Samaritan uses a pluggable TTS provider architecture. Switch at runtime via the VOICE button in the control bar, or set the default via TTS_PROVIDER in the JS config block of index.html.

Provider Button API Key Audio Format Notes
Inworld AI I INWORLD_API_KEY Streaming NDJSON, base64 WAV chunks Server proxy at /api/tts/inworld. Voice: Evelyn. Model: inworld-tts-1.5-mini. 44-byte RIFF header stripped per chunk.
xAI Realtime X XAI_API_KEY Per-turn WebSocket Ephemeral token minted server-side per response. Voices: Eve, Ara, Rex, Sal, Leo. Sentence-level streaming.

All API keys are kept server-side — they are never sent to the browser.

Configurable constants (top of JS in index.html):

let   TTS_PROVIDER            = 'inworld';            // default: 'inworld' | 'xai'
const XAI_VOICE               = 'ara';                // Eve | Ara | Rex | Sal | Leo
const INWORLD_VOICE           = 'Evelyn';
const INWORLD_MODEL           = 'inworld-tts-1.5-mini';

Audio pipeline: All providers feed into a shared Web Audio API pipeline (scheduleAudioChunk) for gapless playback. Barge-in support stops all queued audio immediately via stopAllAudio().

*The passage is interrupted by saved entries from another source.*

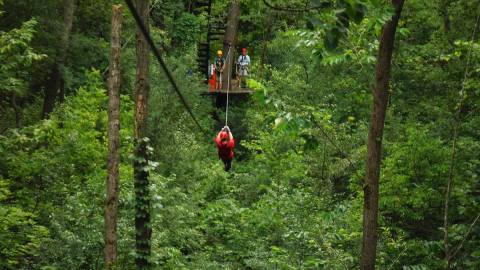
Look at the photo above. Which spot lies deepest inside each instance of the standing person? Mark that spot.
(243, 64)
(225, 144)
(219, 66)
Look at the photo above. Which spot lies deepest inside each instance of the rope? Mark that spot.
(228, 82)
(155, 51)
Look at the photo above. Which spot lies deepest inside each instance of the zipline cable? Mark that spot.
(155, 51)
(130, 37)
(229, 69)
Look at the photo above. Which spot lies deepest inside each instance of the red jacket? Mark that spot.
(225, 151)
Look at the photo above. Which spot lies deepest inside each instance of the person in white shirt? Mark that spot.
(243, 64)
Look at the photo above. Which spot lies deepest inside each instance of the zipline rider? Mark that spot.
(225, 144)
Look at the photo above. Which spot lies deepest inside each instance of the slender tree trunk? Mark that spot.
(114, 82)
(17, 110)
(375, 136)
(56, 86)
(444, 5)
(69, 9)
(141, 182)
(230, 38)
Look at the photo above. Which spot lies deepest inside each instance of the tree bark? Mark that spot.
(17, 110)
(68, 11)
(230, 38)
(375, 136)
(114, 83)
(141, 182)
(56, 86)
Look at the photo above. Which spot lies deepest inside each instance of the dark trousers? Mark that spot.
(228, 164)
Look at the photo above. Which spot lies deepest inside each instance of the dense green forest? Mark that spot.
(356, 106)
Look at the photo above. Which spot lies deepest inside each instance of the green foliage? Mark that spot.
(17, 57)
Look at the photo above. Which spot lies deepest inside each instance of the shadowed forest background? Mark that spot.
(295, 196)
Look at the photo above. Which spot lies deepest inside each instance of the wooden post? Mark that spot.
(143, 230)
(375, 136)
(230, 39)
(114, 82)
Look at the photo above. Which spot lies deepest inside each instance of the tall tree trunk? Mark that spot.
(17, 110)
(230, 38)
(375, 136)
(56, 86)
(114, 82)
(142, 196)
(444, 5)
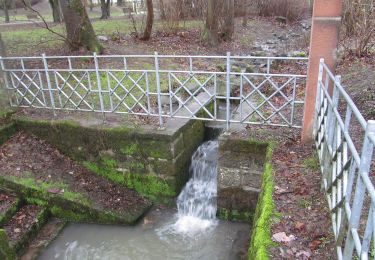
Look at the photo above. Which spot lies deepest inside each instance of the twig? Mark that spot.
(46, 24)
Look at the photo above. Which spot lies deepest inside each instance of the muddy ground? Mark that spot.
(24, 154)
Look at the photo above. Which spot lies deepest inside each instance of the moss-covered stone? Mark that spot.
(5, 216)
(32, 231)
(71, 204)
(148, 185)
(154, 163)
(6, 252)
(261, 233)
(235, 215)
(6, 131)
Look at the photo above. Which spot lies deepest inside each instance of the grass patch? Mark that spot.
(261, 236)
(311, 163)
(145, 184)
(44, 187)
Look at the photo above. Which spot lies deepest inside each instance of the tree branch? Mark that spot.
(46, 26)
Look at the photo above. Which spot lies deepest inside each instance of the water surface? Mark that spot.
(153, 238)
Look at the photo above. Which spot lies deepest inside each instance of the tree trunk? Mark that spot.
(78, 26)
(106, 8)
(55, 6)
(229, 20)
(210, 34)
(149, 21)
(162, 10)
(91, 5)
(245, 15)
(6, 10)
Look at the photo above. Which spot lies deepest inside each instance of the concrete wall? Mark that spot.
(240, 169)
(155, 163)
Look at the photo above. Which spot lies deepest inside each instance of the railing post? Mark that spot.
(99, 83)
(158, 90)
(324, 40)
(363, 169)
(45, 63)
(4, 75)
(228, 91)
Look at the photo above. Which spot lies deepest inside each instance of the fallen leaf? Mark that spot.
(314, 244)
(299, 226)
(281, 237)
(54, 190)
(303, 255)
(21, 217)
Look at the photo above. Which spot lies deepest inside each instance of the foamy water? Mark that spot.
(197, 203)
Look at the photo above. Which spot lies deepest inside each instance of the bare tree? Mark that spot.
(162, 10)
(210, 34)
(106, 8)
(56, 11)
(149, 21)
(6, 10)
(91, 5)
(228, 29)
(80, 32)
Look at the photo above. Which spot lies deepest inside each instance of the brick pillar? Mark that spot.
(323, 44)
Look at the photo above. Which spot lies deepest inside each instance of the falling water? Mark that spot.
(197, 202)
(193, 233)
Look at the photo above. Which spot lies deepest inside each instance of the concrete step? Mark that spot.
(24, 225)
(44, 237)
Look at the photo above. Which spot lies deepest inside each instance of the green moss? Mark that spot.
(43, 187)
(6, 132)
(6, 252)
(88, 216)
(148, 185)
(5, 216)
(130, 149)
(32, 231)
(261, 235)
(36, 201)
(235, 215)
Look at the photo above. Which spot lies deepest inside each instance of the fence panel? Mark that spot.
(228, 89)
(345, 145)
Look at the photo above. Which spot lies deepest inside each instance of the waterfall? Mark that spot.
(196, 203)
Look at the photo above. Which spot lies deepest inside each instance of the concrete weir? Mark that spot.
(153, 162)
(240, 174)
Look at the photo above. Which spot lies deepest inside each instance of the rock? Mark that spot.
(221, 67)
(102, 38)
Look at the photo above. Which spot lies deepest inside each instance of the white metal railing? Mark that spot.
(345, 145)
(165, 86)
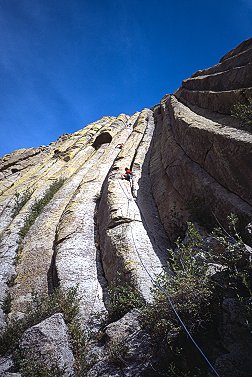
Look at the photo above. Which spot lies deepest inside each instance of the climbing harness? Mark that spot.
(170, 301)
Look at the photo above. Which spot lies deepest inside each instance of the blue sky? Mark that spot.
(66, 63)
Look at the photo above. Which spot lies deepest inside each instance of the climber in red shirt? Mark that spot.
(127, 175)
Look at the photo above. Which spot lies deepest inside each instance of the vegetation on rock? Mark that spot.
(40, 308)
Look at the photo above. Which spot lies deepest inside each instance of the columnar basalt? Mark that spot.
(99, 230)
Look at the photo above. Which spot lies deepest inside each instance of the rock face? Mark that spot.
(97, 227)
(47, 343)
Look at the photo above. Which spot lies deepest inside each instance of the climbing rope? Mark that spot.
(161, 289)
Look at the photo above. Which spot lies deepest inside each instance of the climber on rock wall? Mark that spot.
(127, 175)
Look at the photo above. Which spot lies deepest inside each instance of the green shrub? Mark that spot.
(197, 297)
(243, 111)
(32, 368)
(189, 290)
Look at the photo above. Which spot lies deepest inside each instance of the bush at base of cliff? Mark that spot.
(192, 295)
(198, 297)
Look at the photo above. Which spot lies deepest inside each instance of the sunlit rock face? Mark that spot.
(68, 219)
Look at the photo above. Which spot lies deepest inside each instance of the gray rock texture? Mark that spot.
(48, 343)
(98, 226)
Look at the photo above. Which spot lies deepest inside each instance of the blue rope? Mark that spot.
(171, 303)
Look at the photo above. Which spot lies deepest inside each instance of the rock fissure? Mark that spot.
(100, 231)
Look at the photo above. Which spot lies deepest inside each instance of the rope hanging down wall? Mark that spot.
(169, 299)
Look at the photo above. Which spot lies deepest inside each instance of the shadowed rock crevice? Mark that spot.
(99, 225)
(103, 138)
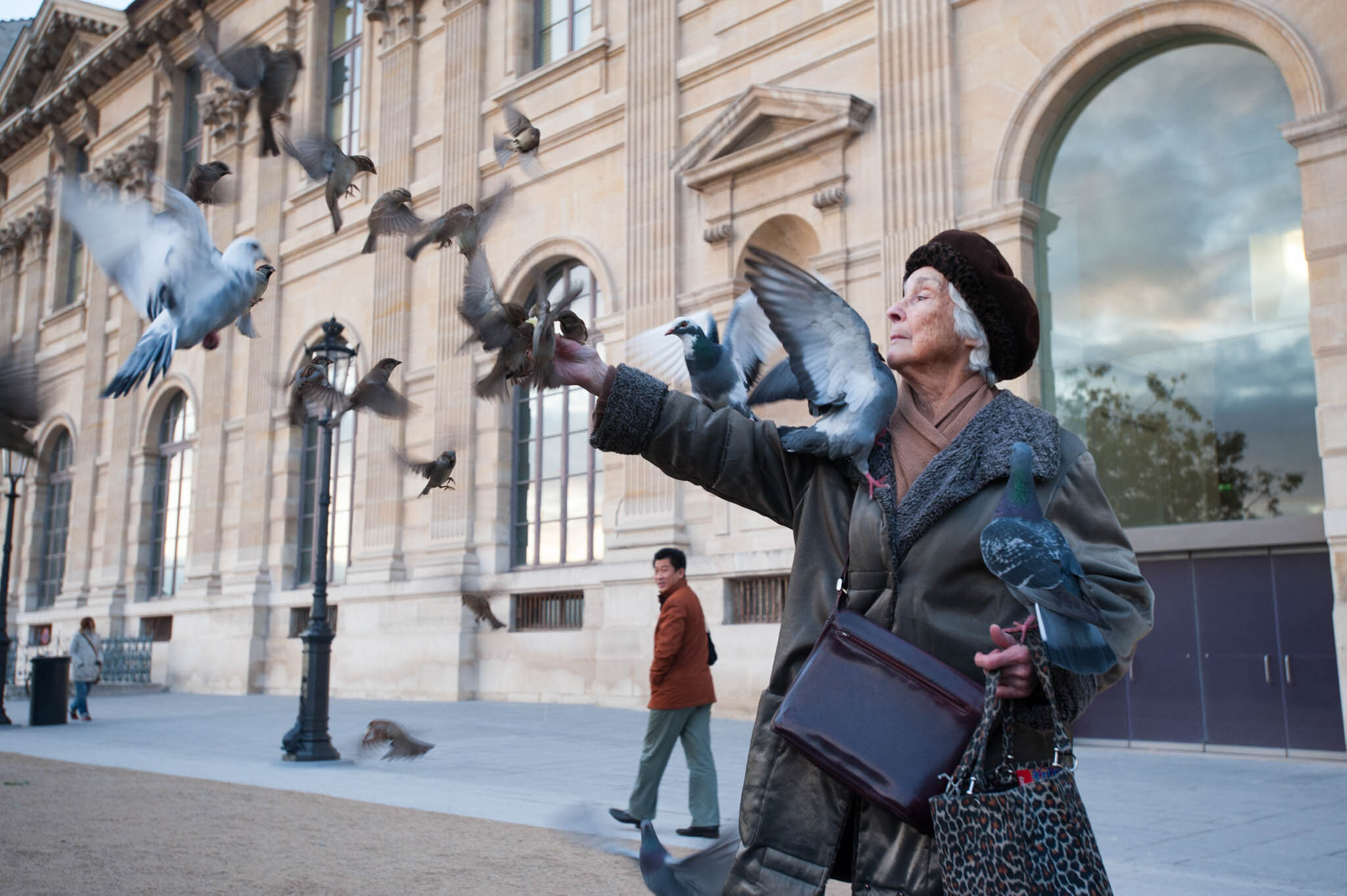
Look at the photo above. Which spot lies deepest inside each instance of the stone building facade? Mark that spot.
(838, 132)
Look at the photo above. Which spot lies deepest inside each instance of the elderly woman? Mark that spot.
(964, 322)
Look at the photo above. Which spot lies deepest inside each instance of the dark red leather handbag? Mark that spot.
(879, 715)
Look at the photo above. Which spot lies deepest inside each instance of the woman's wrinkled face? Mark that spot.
(921, 325)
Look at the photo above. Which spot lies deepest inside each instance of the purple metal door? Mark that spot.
(1308, 663)
(1237, 628)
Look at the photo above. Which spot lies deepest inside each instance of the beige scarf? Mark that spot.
(916, 440)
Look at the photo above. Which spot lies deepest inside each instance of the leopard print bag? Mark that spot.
(1009, 837)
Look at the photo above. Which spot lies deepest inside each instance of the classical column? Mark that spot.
(391, 303)
(916, 128)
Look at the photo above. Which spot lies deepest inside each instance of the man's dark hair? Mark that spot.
(677, 557)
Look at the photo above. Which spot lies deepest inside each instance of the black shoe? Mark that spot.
(625, 817)
(710, 832)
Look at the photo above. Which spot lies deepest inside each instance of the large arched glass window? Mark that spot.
(1172, 283)
(173, 498)
(55, 519)
(558, 492)
(343, 494)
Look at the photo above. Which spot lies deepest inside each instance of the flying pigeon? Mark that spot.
(169, 270)
(839, 370)
(391, 214)
(437, 473)
(325, 160)
(481, 607)
(465, 224)
(19, 407)
(523, 141)
(717, 373)
(1031, 556)
(401, 744)
(259, 69)
(203, 183)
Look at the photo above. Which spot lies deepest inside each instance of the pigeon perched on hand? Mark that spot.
(1028, 552)
(19, 407)
(203, 183)
(259, 69)
(839, 370)
(391, 216)
(437, 473)
(401, 744)
(325, 160)
(718, 374)
(465, 224)
(523, 140)
(169, 270)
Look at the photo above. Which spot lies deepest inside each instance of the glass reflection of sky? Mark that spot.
(1173, 247)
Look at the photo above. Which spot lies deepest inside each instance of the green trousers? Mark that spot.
(693, 727)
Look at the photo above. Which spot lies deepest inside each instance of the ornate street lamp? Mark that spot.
(14, 466)
(309, 739)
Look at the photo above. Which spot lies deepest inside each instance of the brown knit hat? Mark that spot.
(1001, 303)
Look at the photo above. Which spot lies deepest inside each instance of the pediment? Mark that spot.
(764, 124)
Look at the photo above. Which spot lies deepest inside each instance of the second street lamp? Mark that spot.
(309, 740)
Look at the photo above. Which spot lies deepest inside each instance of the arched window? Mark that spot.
(558, 492)
(1172, 283)
(55, 519)
(343, 494)
(173, 498)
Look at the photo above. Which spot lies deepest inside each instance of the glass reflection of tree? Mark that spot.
(1160, 459)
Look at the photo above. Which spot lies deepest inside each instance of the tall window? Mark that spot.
(55, 521)
(343, 494)
(344, 72)
(558, 492)
(190, 120)
(559, 27)
(1173, 290)
(173, 498)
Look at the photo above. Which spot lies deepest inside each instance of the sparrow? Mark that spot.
(464, 222)
(268, 73)
(481, 607)
(203, 183)
(834, 361)
(391, 216)
(19, 407)
(169, 270)
(325, 160)
(523, 140)
(437, 473)
(401, 744)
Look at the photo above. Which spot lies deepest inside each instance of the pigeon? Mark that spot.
(401, 744)
(259, 70)
(203, 183)
(833, 358)
(437, 473)
(481, 607)
(464, 222)
(523, 141)
(391, 216)
(169, 270)
(325, 160)
(19, 407)
(718, 374)
(1028, 552)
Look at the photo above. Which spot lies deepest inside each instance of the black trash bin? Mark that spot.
(49, 682)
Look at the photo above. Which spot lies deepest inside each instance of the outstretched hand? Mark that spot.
(1012, 658)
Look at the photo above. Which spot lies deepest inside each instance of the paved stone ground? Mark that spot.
(1168, 822)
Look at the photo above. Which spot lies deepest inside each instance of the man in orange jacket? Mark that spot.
(681, 704)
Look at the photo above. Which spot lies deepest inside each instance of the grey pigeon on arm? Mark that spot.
(1028, 552)
(837, 366)
(169, 270)
(325, 160)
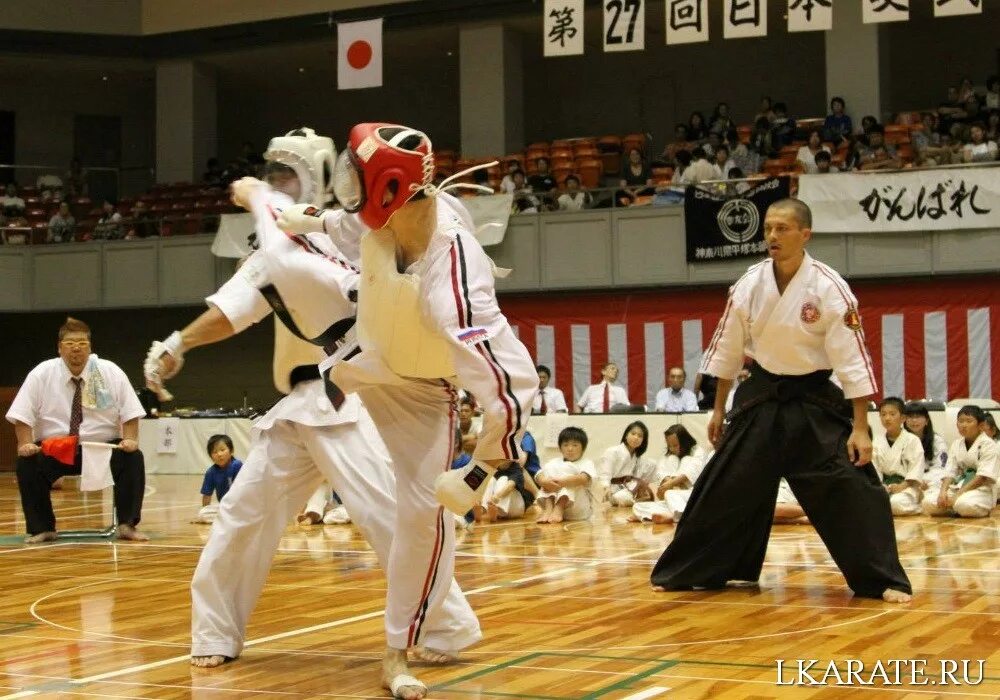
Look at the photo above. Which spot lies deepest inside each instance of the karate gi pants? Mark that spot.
(285, 465)
(783, 426)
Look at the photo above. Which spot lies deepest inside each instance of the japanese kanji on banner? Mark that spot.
(744, 18)
(950, 8)
(624, 25)
(563, 35)
(916, 200)
(875, 11)
(810, 15)
(687, 21)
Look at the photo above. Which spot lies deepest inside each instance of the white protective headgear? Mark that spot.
(312, 158)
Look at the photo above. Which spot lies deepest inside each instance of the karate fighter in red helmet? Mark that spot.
(428, 323)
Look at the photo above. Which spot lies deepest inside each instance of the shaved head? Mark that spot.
(798, 209)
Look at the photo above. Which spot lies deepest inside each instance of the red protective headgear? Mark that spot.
(381, 159)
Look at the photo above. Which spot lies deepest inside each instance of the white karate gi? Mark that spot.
(580, 498)
(904, 458)
(592, 399)
(617, 462)
(453, 323)
(983, 456)
(674, 500)
(298, 443)
(807, 328)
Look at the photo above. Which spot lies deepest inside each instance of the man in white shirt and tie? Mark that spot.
(603, 396)
(77, 394)
(549, 399)
(675, 398)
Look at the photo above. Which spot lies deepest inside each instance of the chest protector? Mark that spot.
(390, 321)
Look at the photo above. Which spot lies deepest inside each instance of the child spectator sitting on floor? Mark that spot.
(565, 482)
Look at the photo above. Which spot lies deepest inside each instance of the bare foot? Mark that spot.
(40, 537)
(209, 661)
(435, 656)
(397, 679)
(308, 519)
(128, 532)
(891, 595)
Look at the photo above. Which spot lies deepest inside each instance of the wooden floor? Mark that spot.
(567, 613)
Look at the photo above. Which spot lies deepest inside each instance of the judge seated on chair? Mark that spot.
(71, 401)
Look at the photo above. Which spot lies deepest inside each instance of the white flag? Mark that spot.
(95, 466)
(359, 54)
(950, 8)
(687, 21)
(810, 15)
(744, 18)
(563, 35)
(876, 11)
(624, 25)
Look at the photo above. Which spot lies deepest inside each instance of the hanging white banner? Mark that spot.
(919, 200)
(687, 21)
(744, 18)
(875, 11)
(563, 24)
(951, 8)
(624, 25)
(810, 15)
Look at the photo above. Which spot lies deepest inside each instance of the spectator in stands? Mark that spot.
(637, 179)
(978, 149)
(782, 127)
(824, 164)
(992, 98)
(62, 225)
(50, 187)
(574, 198)
(507, 183)
(806, 157)
(213, 173)
(723, 162)
(76, 180)
(542, 181)
(765, 111)
(674, 398)
(682, 162)
(837, 127)
(697, 129)
(993, 125)
(700, 169)
(12, 205)
(605, 395)
(144, 224)
(679, 143)
(109, 226)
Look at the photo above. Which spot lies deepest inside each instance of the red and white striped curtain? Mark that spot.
(935, 339)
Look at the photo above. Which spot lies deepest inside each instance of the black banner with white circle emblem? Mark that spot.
(726, 224)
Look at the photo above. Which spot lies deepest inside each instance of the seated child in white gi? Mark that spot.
(623, 472)
(918, 422)
(677, 471)
(898, 456)
(219, 477)
(565, 483)
(969, 486)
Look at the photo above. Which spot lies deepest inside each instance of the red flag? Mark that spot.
(62, 449)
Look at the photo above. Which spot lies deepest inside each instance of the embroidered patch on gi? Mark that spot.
(471, 336)
(852, 319)
(810, 313)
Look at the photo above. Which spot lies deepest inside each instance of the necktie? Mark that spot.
(76, 411)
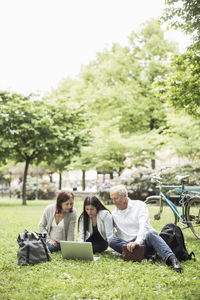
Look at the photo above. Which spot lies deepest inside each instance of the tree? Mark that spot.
(34, 131)
(183, 136)
(182, 86)
(184, 14)
(118, 84)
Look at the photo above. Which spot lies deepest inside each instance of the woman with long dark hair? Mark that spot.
(59, 220)
(95, 224)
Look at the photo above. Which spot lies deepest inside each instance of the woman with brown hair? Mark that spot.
(95, 224)
(59, 220)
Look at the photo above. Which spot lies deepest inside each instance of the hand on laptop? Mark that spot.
(52, 242)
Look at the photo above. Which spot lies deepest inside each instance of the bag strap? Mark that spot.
(192, 254)
(45, 248)
(35, 235)
(27, 253)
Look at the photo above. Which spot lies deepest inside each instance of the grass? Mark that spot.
(107, 278)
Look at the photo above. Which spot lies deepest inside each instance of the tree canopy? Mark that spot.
(35, 131)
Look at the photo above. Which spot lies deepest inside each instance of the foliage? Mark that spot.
(34, 131)
(183, 136)
(108, 278)
(182, 86)
(46, 190)
(183, 14)
(139, 184)
(118, 89)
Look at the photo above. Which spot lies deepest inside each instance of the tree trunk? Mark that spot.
(24, 181)
(153, 162)
(60, 180)
(83, 180)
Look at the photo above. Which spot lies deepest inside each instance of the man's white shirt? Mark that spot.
(132, 222)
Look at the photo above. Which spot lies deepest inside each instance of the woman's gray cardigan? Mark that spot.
(69, 222)
(104, 226)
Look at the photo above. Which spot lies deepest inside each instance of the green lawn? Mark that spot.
(108, 278)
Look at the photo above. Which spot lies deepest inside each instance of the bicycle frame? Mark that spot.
(171, 204)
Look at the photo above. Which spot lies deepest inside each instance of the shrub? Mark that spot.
(139, 184)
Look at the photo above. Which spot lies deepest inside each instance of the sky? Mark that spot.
(44, 41)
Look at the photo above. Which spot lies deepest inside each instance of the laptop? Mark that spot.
(77, 250)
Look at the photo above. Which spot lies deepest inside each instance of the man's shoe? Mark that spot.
(174, 263)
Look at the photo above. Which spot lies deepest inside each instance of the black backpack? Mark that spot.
(173, 236)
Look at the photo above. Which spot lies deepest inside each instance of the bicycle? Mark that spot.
(189, 202)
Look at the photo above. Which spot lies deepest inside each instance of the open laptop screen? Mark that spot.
(76, 250)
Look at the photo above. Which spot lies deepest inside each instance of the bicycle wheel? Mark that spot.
(193, 215)
(159, 217)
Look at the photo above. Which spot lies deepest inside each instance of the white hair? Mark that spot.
(119, 189)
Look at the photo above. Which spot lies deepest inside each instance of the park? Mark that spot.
(130, 112)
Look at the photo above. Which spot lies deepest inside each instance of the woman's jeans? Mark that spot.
(98, 246)
(53, 248)
(153, 242)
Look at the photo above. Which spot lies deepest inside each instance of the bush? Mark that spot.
(139, 184)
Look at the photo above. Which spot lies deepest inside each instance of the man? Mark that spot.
(133, 226)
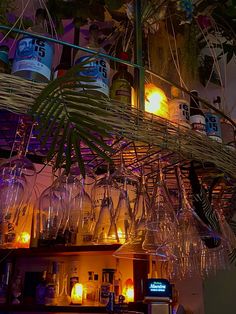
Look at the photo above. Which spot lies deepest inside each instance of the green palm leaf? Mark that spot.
(69, 113)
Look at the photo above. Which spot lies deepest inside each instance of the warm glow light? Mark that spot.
(23, 239)
(129, 295)
(77, 293)
(121, 236)
(128, 290)
(156, 101)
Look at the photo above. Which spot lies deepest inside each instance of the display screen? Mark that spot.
(158, 288)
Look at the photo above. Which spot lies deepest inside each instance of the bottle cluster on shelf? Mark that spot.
(34, 58)
(60, 284)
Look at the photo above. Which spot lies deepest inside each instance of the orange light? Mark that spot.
(128, 290)
(23, 239)
(156, 101)
(77, 293)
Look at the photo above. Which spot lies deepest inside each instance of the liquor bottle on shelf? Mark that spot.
(117, 282)
(97, 288)
(98, 69)
(33, 56)
(41, 289)
(213, 127)
(179, 108)
(16, 289)
(5, 282)
(197, 118)
(227, 129)
(106, 286)
(122, 82)
(4, 61)
(74, 277)
(90, 288)
(52, 290)
(65, 63)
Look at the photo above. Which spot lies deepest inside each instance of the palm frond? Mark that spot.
(68, 112)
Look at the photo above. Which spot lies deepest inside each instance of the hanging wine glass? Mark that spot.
(17, 179)
(189, 247)
(106, 194)
(127, 184)
(53, 212)
(162, 223)
(139, 216)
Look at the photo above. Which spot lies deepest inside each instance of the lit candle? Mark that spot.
(23, 239)
(128, 291)
(156, 101)
(77, 293)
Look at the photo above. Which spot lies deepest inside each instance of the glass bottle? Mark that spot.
(74, 277)
(197, 118)
(90, 288)
(122, 82)
(41, 289)
(98, 69)
(52, 290)
(97, 288)
(16, 289)
(5, 280)
(33, 56)
(65, 63)
(117, 281)
(17, 179)
(106, 286)
(4, 62)
(213, 127)
(179, 108)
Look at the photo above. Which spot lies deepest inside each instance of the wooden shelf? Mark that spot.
(61, 250)
(51, 309)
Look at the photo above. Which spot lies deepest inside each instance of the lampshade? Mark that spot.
(156, 101)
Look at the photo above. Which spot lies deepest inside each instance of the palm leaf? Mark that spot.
(68, 116)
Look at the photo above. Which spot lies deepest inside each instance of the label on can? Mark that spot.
(213, 127)
(34, 55)
(121, 91)
(179, 112)
(198, 123)
(97, 70)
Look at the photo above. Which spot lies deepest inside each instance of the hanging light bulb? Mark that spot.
(156, 101)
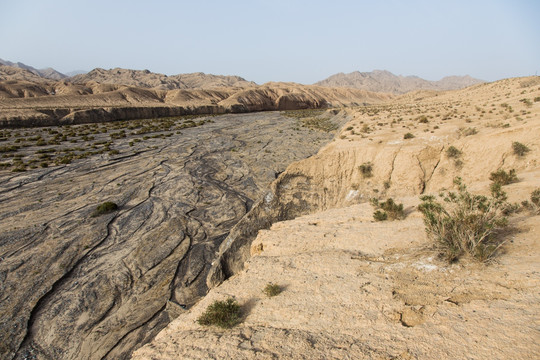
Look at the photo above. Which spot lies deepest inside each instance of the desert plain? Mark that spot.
(216, 199)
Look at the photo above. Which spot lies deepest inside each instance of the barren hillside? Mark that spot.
(385, 81)
(147, 79)
(356, 288)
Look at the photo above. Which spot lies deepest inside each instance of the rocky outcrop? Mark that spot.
(74, 286)
(385, 81)
(148, 79)
(400, 167)
(352, 287)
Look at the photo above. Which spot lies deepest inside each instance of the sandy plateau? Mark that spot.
(358, 289)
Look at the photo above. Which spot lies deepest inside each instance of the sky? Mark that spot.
(275, 40)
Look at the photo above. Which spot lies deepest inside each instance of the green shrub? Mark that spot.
(387, 210)
(366, 169)
(105, 208)
(453, 152)
(520, 149)
(408, 136)
(502, 177)
(272, 289)
(380, 215)
(467, 131)
(465, 223)
(224, 314)
(535, 197)
(423, 119)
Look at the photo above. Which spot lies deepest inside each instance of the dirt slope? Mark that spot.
(33, 104)
(353, 288)
(385, 81)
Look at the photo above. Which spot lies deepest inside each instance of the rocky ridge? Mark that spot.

STT Providers (Speech-to-Text)

Provider Model API Notes
Deepgram Flux flux-general-en v2 /listen Default STT. Native turn detection via TurnInfo events. EOT threshold: 0.8. Do NOT send language or punctuate params.
Deepgram Nova-3 (Diarize) nova-3 v1 /listen Used in DI mic mode only. diarize=true, labels each speaker as [Speaker N]: text.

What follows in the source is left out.